Bragg Announces Guilty Plea in Hamilton Heights Arson Case—from 2017

Justice delayed it may have been, but justice denied it wasn’t. How it took nearly eight full years to get there is . . . a story.

| 19 Dec 2025 | 11:36

Manhattan District Attorney Alvin L. Bragg Jr. recently announced the guilty plea of Jelani Parker, 41, for intentionally starting a fire inside a Hamilton Heights apartment building that destroyed the property and injured three firefighters—on Nov. 17, 2017. Parker pleaded guilty in New York State Supreme Court to one count of Arson in the Second Degree. Under the terms of the plea, he is expected to be sentenced on Jan. 13, 2026 to 12 years in state prison, followed by five years of post-release supervision.

“Jelani Parker intentionally started a 6-alarm-blaze that injured three of the heroic firefighters who responded to the scene and left 35 families without homes,” said DA Bragg. “Fire poses a major hazard to our densely populated city, and this act of arson not only threatened Parker’s neighbors, but those in the surrounding area.”

That’s putting it mildly. Which isn’t to accuse DA Bragg of soft-soaping an incident that could have been much worse. His is the measured language of the diligent prosecutor who inherited a bizarre case from his predecessor, Cyrus Vance Jr., and saw it through to its elongated resolution.

Back in Friday, Nov. 17, 2017, the language was different. “Fire Rages on Top Floor of Harlem Apartment Building,” was the New York Post headline, published just hours after the blaze. NBC4 New York television had horrifying aerial footage of the fire, a story it headlined, “9 Hurt as Windswept Blaze Rips Through Manhattan Apartment Building: FDNY.”

“Most of the roof of the six-story building at West 144th Street and Broadway in Hamilton Heights also collapsed in the fire, which sent fireballs of debris raining down on the street and a thick wall of black smoke shooting into the skyline shortly after it broke out on the top floor around 3:15 p.m,” the outlet reported.

More than 200 FDNY personnel responded to the windswept inferno, in which several firefighters, one police officer, and one civilian were slightly injured.
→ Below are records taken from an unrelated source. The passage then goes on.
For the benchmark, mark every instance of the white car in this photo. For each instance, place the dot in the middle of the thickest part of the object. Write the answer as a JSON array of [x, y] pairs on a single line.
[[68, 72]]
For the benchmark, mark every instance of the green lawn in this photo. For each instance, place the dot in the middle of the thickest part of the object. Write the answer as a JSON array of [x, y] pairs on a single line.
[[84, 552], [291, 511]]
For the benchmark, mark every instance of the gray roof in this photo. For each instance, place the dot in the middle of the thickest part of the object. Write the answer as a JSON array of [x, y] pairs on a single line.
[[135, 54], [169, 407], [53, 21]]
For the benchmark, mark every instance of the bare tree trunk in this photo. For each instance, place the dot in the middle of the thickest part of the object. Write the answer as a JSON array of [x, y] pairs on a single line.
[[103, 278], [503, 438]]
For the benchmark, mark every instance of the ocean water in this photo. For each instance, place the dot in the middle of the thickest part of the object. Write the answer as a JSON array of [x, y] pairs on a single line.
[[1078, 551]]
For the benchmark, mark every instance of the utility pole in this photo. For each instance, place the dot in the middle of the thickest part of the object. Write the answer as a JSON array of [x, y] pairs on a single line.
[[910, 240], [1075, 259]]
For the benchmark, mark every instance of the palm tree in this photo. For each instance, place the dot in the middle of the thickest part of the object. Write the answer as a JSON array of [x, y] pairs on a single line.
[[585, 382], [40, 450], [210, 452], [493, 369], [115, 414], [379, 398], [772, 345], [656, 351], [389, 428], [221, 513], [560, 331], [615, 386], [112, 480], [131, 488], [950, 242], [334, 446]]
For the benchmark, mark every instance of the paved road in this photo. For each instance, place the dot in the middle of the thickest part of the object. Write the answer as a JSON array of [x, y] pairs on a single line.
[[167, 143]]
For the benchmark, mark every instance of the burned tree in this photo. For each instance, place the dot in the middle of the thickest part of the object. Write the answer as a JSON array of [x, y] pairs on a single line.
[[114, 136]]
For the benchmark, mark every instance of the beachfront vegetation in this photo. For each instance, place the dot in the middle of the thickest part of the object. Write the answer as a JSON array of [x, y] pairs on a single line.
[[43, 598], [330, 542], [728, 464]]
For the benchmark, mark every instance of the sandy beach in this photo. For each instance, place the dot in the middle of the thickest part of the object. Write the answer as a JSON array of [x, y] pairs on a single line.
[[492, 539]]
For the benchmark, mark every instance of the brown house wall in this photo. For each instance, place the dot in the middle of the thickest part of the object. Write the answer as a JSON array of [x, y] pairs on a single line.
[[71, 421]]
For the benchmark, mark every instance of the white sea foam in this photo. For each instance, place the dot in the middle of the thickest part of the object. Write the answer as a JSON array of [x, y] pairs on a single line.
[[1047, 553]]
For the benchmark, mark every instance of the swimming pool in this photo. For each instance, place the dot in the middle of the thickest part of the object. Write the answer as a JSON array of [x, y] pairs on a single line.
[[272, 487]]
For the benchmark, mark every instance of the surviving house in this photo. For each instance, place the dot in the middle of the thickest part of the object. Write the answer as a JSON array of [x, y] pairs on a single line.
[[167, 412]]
Firemen also rescued at least one dog from the blaze. While fears that the century-old apartment building might collapse from heavy fire and water damage were unrealized, the blaze fully displaced more than 150 residents.

The suspected perpetrator of the blaze, meanwhile, Jelani Parker, vanished. Fire marshals tracked him to North Carolina, kept tabs on him while they built their case, and later followed him to Los Angeles, where he was arrested in February 2018.
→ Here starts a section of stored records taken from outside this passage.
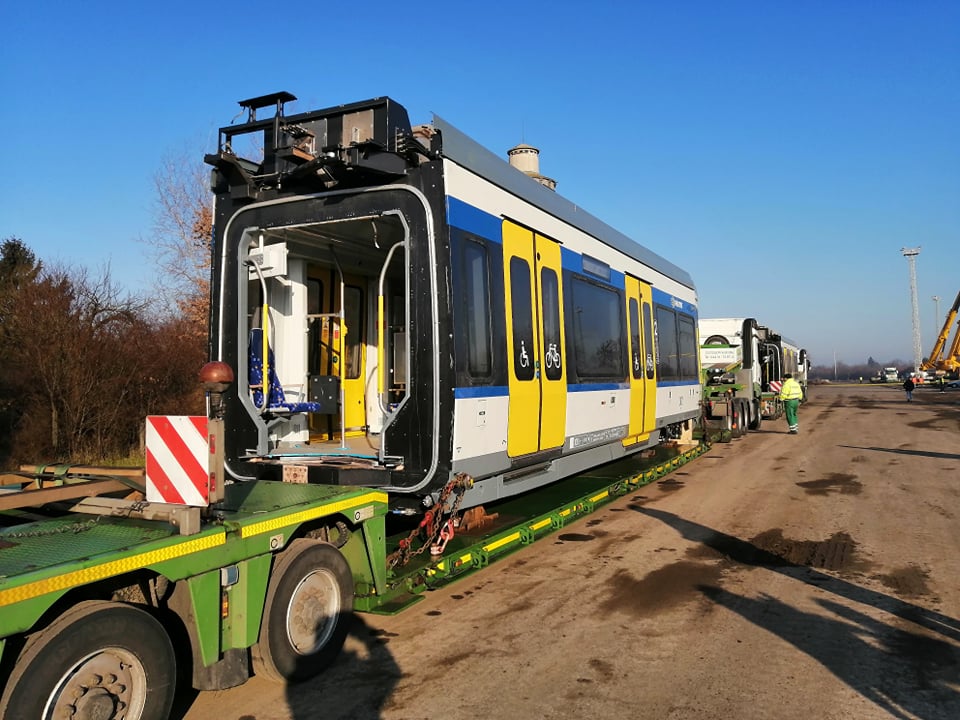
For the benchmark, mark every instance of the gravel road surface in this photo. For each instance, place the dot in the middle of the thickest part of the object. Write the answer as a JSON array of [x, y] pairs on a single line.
[[807, 577]]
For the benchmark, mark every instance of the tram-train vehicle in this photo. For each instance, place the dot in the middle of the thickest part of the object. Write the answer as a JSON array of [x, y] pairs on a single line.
[[403, 307]]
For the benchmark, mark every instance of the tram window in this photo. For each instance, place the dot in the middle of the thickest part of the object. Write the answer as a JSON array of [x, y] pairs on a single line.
[[523, 352], [668, 366], [648, 341], [552, 351], [688, 347], [598, 331], [353, 318], [314, 293], [477, 287], [636, 352]]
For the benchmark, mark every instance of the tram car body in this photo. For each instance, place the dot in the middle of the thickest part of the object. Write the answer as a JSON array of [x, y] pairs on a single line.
[[401, 306]]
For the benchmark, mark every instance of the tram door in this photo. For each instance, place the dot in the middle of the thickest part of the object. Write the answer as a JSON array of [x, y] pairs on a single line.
[[643, 385], [537, 413], [338, 348]]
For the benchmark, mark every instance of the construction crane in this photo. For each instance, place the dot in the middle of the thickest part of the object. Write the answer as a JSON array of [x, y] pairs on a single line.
[[949, 362]]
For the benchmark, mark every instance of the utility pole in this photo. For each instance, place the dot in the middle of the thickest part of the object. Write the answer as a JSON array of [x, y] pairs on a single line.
[[911, 255]]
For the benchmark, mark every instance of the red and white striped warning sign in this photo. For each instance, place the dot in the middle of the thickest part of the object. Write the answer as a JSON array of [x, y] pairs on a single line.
[[177, 460]]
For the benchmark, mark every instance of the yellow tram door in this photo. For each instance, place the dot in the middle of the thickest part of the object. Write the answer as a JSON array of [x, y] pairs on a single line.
[[337, 346], [643, 387], [537, 383]]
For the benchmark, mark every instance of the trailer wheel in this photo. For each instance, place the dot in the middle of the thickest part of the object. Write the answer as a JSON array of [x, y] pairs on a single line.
[[738, 428], [307, 612], [97, 660]]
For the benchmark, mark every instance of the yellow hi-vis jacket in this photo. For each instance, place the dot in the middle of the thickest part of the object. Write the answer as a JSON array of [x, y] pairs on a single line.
[[791, 390]]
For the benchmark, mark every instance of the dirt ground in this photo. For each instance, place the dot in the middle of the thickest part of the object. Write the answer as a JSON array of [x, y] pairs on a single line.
[[814, 576]]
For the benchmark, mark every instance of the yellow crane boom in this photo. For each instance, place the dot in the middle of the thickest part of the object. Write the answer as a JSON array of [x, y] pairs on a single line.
[[951, 361]]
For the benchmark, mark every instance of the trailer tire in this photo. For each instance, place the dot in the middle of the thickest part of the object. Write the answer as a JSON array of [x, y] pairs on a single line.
[[89, 660], [307, 612], [738, 428]]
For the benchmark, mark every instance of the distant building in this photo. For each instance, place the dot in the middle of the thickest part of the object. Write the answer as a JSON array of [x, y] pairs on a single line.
[[526, 159]]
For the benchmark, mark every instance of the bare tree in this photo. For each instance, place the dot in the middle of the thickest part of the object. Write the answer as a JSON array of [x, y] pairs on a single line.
[[183, 226]]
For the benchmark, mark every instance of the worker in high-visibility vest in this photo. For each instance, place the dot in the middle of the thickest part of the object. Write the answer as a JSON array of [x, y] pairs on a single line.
[[791, 394]]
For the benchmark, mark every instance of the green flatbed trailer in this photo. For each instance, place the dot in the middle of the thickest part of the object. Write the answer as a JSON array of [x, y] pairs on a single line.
[[105, 601]]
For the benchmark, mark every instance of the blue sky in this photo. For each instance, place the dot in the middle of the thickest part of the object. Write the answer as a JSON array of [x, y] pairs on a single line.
[[782, 152]]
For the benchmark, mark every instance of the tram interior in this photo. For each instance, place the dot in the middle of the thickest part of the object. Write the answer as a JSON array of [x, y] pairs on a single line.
[[322, 292]]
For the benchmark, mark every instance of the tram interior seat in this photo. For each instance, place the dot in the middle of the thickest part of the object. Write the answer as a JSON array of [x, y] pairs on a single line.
[[276, 399]]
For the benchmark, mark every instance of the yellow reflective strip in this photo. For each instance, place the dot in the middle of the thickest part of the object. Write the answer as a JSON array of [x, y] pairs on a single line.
[[502, 541], [88, 575], [311, 514]]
Video presented at Parker’s arraignment showed him “coming out of an elevator and walking into an apartment carrying the gas can,” reported ABC7 Eyewitness News.

Prosecutors, the report continued, accused Parker of “dousing a room in his apartment that he shared with his mother and father and allegedly setting it on fire. Minutes later, in the same video, Parker is seen leaving the smoke-filled apartment with smoke quickly filling the hallway.”
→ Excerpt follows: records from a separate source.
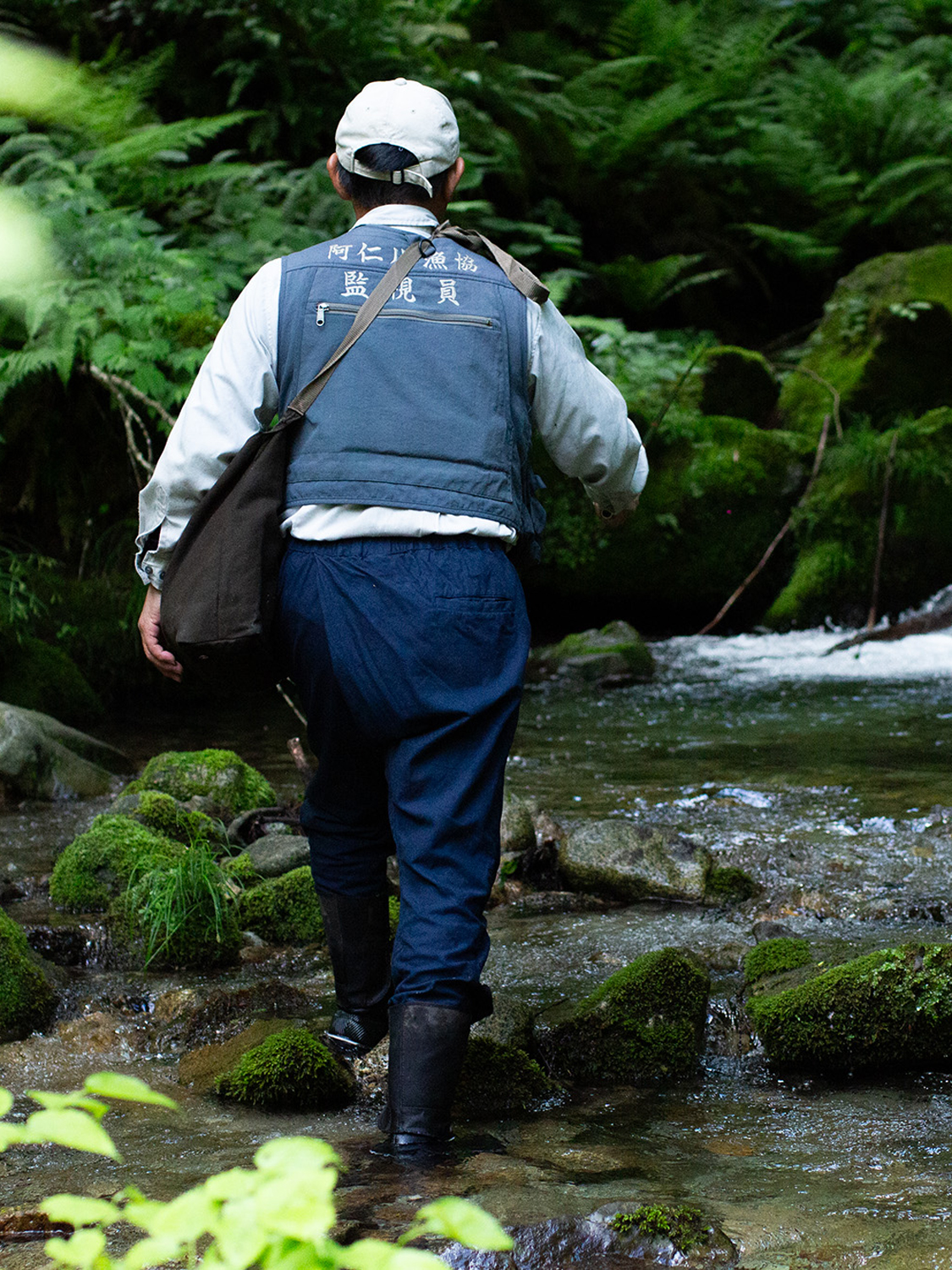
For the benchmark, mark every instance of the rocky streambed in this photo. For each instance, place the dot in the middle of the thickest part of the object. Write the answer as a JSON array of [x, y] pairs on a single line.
[[779, 817]]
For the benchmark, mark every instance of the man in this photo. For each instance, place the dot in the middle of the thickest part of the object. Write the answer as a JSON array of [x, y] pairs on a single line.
[[401, 619]]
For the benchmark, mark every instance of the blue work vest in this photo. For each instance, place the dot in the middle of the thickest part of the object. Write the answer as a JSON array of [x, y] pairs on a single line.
[[429, 409]]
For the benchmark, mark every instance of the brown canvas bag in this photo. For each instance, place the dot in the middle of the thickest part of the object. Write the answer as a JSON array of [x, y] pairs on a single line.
[[220, 588]]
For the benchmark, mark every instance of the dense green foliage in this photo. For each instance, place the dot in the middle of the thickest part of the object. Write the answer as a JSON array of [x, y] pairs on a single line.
[[706, 168], [279, 1213]]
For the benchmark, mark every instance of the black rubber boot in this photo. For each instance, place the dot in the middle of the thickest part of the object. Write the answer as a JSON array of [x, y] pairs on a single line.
[[426, 1052], [358, 939]]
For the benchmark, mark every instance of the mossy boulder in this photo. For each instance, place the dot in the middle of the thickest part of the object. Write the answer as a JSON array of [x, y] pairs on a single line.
[[27, 1001], [739, 383], [626, 861], [96, 866], [593, 657], [283, 909], [730, 886], [38, 676], [888, 1011], [42, 759], [217, 776], [883, 343], [167, 815], [647, 1021], [837, 558], [776, 957], [502, 1079], [289, 1071]]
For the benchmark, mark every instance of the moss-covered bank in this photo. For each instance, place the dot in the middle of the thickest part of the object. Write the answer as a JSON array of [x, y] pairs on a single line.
[[27, 1001], [889, 1011], [99, 864]]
While Parker’s attorney, Xavier Donaldson, was quoted as saying, “As of right now, as I stand here, I do not have any reason to believe that my client is guilty of those charges,” this belief would prove untrue.

Why it took so long for Parker to plead guilty, or for his case to go to trial, is another story. Though Parker was held without bail after his arraignment, according to a Manhattan DA spokesperson, “On multiple occasions he was found unfit to stand trial via 730 exam and admitted to a secure psychiatric facility for months at a time until he was found fit to proceed.”

And so, finally, in late December 2025, it can be told, straight from the Office of the Manhattan D.A.:

According to court documents, statements made on the record in court, and as admitted in the defendant’s guilty plea, at approximately 2:50 p.m. on Nov. 17, 2017, Parker, a tenant in the apartment building located at 565 W. 144th St. in Hamilton Heights, entered the building with a red gas can, took the elevator to the top floor, and went into the sixth-story apartment that he shared with his mother and father.

Once inside, Parker doused a room with gas and lit it on fire. Video surveillance later obtained from the building shows Parker leaving the smoke-filled apartment at approximately 3:10 p.m., hurriedly walking down several flights of stairs, and exiting the building shortly before the fire spread to other floors. The blaze culminated in a 6-alarm fire that required more than 200 members of the FDNY to extinguish. Three responding firefighters suffered injuries.

According to Department of Correction records, Jelani Parker is a Black male, 5-foot-7, 160 pounds, and is being held without bail in the Bellevue Hospital Prison Ward until his sentencing date.

Since the fire, 565 W. 144th St. has been completely renovated and reoccupied.